When it comes to choosing the beans, you want the best varieties, cultivated and grown by expert farmers and carefully processed and dried. Like most ingredients it’s about using the best you can afford. After that it’s what you love and get excited about. I can’t imagine making chocolate with a mediocre bean. It has to be good enough to ignite my passion.

The recipe is also important; ultimately you want to showcase the bean’s potential. Other ingredients like sugar, milk, caramels, vanilla and nuts should support the flavour profile of the cocoa. They shouldn’t fight or overpower the bean, but bring out its best, creating harmony and synergy. This is the art of the chocolatier.

As a broad rule, the fewer the ingredients the better; cocoa and sugar are all you need in a dark chocolate. For milk chocolate additional dried milk or cream is also required. White chocolate is a mixture of cocoa butter, dried milk and sugar. Caramel chocolate is a milk chocolate with caramelised milk and sugar.

Absolutely avoid cheap vegetable fats and excess sugar, these are fillers and dilute the cocoa experience. A good dark chocolate should be 70% or above in cocoa, milk chocolate 40% or above, and white and caramels 35% or above.

More cocoa means less sugar, and a big cocoa hit that satisfies your chocolate cravings with less. Go for the highest cocoa percentage you can take to maximise cocoa’s amazing power while minimising empty calories.

Is it really good for you?

People have known for centuries that cocoa and chocolate can make us feel good both physically and mentally, but modern research has only recently begun to show us how.

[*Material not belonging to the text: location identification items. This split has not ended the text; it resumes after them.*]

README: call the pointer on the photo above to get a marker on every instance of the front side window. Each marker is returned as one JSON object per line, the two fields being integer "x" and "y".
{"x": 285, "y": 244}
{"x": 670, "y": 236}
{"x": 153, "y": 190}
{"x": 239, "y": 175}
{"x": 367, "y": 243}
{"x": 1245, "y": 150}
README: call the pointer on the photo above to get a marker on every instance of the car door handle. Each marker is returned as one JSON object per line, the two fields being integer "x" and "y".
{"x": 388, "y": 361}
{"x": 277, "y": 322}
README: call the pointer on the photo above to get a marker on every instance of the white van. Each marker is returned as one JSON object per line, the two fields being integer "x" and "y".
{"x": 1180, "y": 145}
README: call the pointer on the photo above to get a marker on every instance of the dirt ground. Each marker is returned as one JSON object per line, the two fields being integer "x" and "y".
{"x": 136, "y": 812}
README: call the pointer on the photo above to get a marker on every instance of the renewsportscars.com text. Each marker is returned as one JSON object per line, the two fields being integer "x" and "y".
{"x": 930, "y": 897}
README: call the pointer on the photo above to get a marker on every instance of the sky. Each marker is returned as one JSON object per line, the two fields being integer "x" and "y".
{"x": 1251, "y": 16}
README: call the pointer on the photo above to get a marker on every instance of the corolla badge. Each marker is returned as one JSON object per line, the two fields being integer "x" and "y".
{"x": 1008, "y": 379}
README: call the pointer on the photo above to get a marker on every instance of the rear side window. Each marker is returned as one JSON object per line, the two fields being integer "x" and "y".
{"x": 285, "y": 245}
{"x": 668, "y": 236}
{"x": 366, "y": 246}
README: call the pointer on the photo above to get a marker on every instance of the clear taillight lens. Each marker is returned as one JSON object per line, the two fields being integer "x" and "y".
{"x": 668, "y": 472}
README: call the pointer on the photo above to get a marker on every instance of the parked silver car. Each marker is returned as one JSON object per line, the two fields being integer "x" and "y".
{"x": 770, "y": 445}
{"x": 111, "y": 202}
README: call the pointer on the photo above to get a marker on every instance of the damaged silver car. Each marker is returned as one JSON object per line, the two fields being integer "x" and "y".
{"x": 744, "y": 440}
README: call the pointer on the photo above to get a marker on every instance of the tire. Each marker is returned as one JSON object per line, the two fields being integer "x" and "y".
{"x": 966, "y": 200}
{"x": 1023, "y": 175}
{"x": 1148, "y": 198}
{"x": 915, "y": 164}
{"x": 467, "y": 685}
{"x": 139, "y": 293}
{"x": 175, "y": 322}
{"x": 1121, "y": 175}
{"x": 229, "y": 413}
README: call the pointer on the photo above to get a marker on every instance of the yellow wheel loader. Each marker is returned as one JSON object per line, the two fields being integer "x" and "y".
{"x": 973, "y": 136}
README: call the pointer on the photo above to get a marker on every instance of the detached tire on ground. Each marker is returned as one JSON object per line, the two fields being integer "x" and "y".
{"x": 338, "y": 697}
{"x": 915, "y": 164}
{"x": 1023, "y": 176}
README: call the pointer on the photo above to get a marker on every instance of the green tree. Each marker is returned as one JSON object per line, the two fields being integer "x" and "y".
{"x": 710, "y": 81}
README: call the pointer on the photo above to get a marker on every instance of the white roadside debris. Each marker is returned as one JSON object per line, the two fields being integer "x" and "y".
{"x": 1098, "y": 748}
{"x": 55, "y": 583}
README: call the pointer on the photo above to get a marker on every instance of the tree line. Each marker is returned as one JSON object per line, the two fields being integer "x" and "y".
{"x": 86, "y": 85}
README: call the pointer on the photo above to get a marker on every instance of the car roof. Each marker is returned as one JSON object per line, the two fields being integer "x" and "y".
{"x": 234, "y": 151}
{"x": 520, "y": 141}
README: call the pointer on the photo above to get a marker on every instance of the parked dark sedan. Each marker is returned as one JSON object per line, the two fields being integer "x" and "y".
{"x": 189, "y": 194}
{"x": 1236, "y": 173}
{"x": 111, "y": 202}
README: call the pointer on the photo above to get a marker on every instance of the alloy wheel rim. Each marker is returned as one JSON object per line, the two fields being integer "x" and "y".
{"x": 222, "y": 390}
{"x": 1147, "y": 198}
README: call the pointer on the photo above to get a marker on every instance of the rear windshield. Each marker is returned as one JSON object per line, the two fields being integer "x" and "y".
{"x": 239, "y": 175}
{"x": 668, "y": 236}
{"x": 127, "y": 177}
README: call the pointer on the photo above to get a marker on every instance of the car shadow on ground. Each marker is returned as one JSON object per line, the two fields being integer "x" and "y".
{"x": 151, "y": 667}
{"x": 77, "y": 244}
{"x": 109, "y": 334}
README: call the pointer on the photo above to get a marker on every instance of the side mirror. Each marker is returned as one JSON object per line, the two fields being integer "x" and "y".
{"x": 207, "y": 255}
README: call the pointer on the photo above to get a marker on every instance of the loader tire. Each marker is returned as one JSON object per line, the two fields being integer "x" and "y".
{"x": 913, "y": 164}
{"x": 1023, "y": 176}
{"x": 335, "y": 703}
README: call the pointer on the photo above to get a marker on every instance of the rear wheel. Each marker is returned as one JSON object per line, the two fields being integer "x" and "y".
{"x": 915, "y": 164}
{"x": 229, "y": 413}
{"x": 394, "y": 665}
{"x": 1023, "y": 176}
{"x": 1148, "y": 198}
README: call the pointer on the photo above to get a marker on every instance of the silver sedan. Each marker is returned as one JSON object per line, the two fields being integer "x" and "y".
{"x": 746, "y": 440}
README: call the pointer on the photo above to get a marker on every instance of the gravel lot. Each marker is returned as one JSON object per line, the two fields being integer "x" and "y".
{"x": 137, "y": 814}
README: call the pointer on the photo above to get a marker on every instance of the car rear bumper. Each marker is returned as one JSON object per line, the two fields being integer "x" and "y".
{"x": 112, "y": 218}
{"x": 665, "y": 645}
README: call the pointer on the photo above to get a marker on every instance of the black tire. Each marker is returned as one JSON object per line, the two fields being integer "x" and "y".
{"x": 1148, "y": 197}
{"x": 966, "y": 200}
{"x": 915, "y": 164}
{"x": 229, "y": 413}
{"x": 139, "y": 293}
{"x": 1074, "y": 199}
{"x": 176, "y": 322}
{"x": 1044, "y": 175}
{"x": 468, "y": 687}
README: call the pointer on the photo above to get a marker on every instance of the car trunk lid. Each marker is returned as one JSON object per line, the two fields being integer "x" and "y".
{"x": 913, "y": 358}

It turns out that chocolate is full of natural compounds that have positive effects on our physical and mental health, including:

Antioxidants

Chocolate is naturally high in two kinds of antioxidants: polyphenols, a group of protective chemicals vital for our general health, and catechins, which protect the cells of the cocoa plant. Research suggests that they may do the same for the human body.

Theobromine

Theobromine drives the production of serotonin, one of the body’s ‘love drugs’, which helps create a positive mood, improves sleeping patterns, and promotes a healthy appetite.

PhenolEthylAmine (PEA)

PEA is present in chocolate in small quantities. It is thought to trigger the release of dopamine, another natural feel-good compound with a positive effect on our mood and sense of well-being.

If you’re madly in love and feeling restless with butterflies in your tummy, that'll be the dopamine.

Anandamide

Anandamide is an extraordinary chemical known as a cannabinoid. Its name derives from the Sanskrit word ‘ananda’, which means ‘bliss’. Anandamide produces a feeling of euphoria, which may account for why people feel so happy when they eat chocolate.

Which type of chocolate is better?

Centuries ago, Mayans revered the potent cocoa bean so much that it was worshipped as a gift from the gods. Somewhere along the way, the power of cocoa has been lost in translation.

Milk chocolate is the most popular chocolate in the UK but over the years it has become sweeter and sweeter. Today, most milk chocolate contains twice as much sugar as cocoa. The fact that sugar is a tenth of the cost of cocoa perhaps explains why this is.

A high cocoa content means that it takes just a smaller portion to satisfy a chocolate craving.

How to taste chocolate

Prepare yourself – you need to be in the right mood for tasting, feeling relaxed and open to the experience. Do your tastings about an hour after a light meal, and not after strong foods like chilli, coffee or mint.

Your chocolate should be at room temperature and not too warm or cold (18 – 20 °C is ideal). Too cold and the cocoa butter doesn’t melt, making the chocolate feel waxy; too warm and the flavours are muddled and messy.

Place a small piece of chocolate in your mouth and, without breathing through your nose, chew slowly and allow it to melt. Then breathe out through your nose and allow the flavour experience to wash over you. You’re ready to taste.

Repeat this exercise. This time as you chew think about how the chocolate melts and what this feels like. As you breathe, what are your first impressions, which flavours pop up and which flavours linger. Record the experience. Taste at different times of the day and you will have a different experience.

Good tasters learn how to describe what they experience in their nose and mouth to so they can share it with others. This takes time. Try tasting with other people and sharing your notes and you will quickly build up a tasting vocabulary. It's undoubtedly fun, so enjoy the journey. Happy tasting.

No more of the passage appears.